«Очко заиграло, — удовлетворенно отметили малолетки, — теперь притихнут». Но возник вопрос: как быть с Феликсом? Допустим, придет он сюда: как с ним разбираться, кому верить? Двадцать подписей в его пользу нельзя отмахнуть, а как они добыты: угрозами или добровольно — надо еще выяснить, после этой записки приходили новые люди из 124-й и наше предположение об обстоятельствах ее появления подтверждаюсь. Кое-кто не помнил, чтобы ставил свою подпись, другие признавали, что по просьбе «королей» подписывали, не читая, третьи настаивали на том, что в камере все нормально и лучше Феликса зэка нет. Выяснилось, что когда «короли» услышали про разборки на осужденке, прекратили отбирать дачки и лари, а Феликс объявил о своей отставке и назначении другого старшего по камере, у него близилось окончание суда, прохождение через осужденку, этап, пересылку, где он чувствовал, придется делать «королевский отчет». То, что безобразия прекратились, — хорошо, но это не снимало ответственность за прошлые грехи, которые не отрицались даже теми, кто боялся и не хотел говорить.

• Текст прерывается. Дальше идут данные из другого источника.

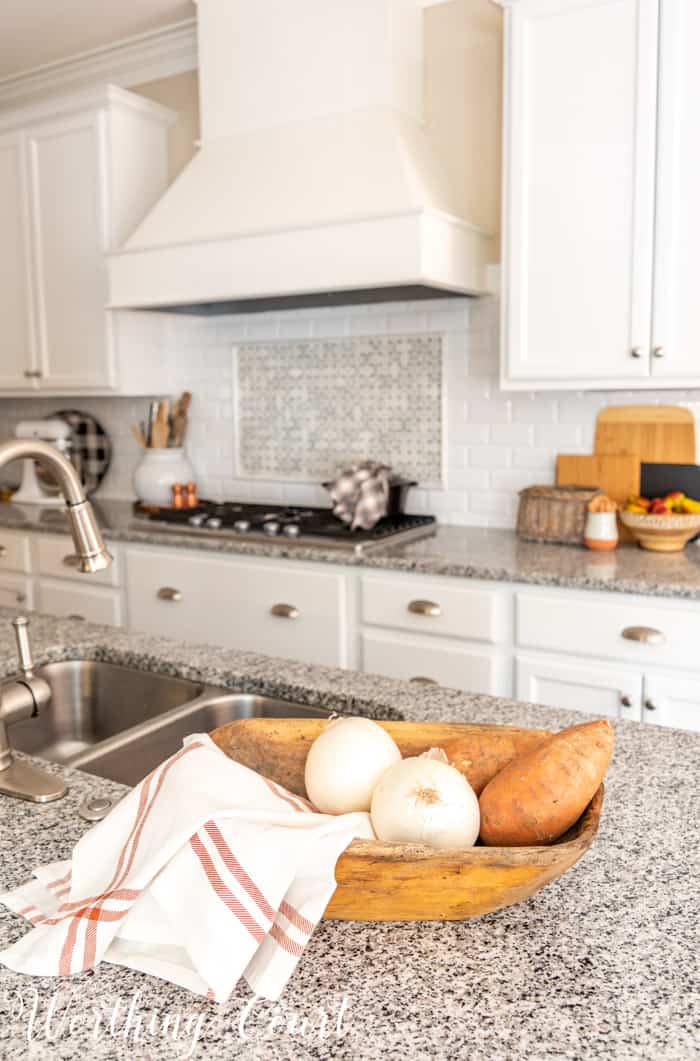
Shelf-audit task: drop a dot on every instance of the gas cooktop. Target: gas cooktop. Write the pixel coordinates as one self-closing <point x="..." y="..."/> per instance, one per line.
<point x="302" y="526"/>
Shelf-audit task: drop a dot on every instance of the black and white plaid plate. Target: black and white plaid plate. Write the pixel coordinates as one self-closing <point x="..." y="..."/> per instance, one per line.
<point x="90" y="447"/>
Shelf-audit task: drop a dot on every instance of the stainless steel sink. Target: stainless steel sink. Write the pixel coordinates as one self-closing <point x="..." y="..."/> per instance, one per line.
<point x="138" y="754"/>
<point x="91" y="702"/>
<point x="120" y="723"/>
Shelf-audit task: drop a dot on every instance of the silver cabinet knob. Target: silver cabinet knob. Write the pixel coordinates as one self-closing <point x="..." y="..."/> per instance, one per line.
<point x="169" y="593"/>
<point x="424" y="608"/>
<point x="647" y="635"/>
<point x="284" y="611"/>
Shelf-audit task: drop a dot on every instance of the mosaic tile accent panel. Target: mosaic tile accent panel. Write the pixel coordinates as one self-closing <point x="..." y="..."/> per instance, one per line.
<point x="308" y="409"/>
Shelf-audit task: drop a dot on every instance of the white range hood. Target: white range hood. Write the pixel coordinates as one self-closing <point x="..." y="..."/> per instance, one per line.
<point x="315" y="183"/>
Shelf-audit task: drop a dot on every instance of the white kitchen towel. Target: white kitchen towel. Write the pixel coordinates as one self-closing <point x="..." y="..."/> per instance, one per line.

— Если отбирали дачки, на ваших глазах били Журналиста за жалобы по делу, — как вы можете называть это нормальным и подписывать такую бумагу? — спрашивали мы людей из 124-й. Малолетки еще короче: «За слова отвечаешь? А за подпись?» Вначале хотели лупить всех подряд, кто подписывал хвалу беспредельщику Феликсу, но в основном это были напуганные, растерянные люди и было жалко: там их замордовали да мы добавим, нет, пусть лучше оглядятся, узнают, что такое нормальная хата, ведь они, кроме «королевского» беспредела, ничего не видели и думают, что везде так. И правда, многие только сейчас, попав в осужденку, начинали понимать недопустимость насилия одних зэков над другими, недопустимость каких бы то ни было «королей». Малолетки преподавали правила зэковского общежития.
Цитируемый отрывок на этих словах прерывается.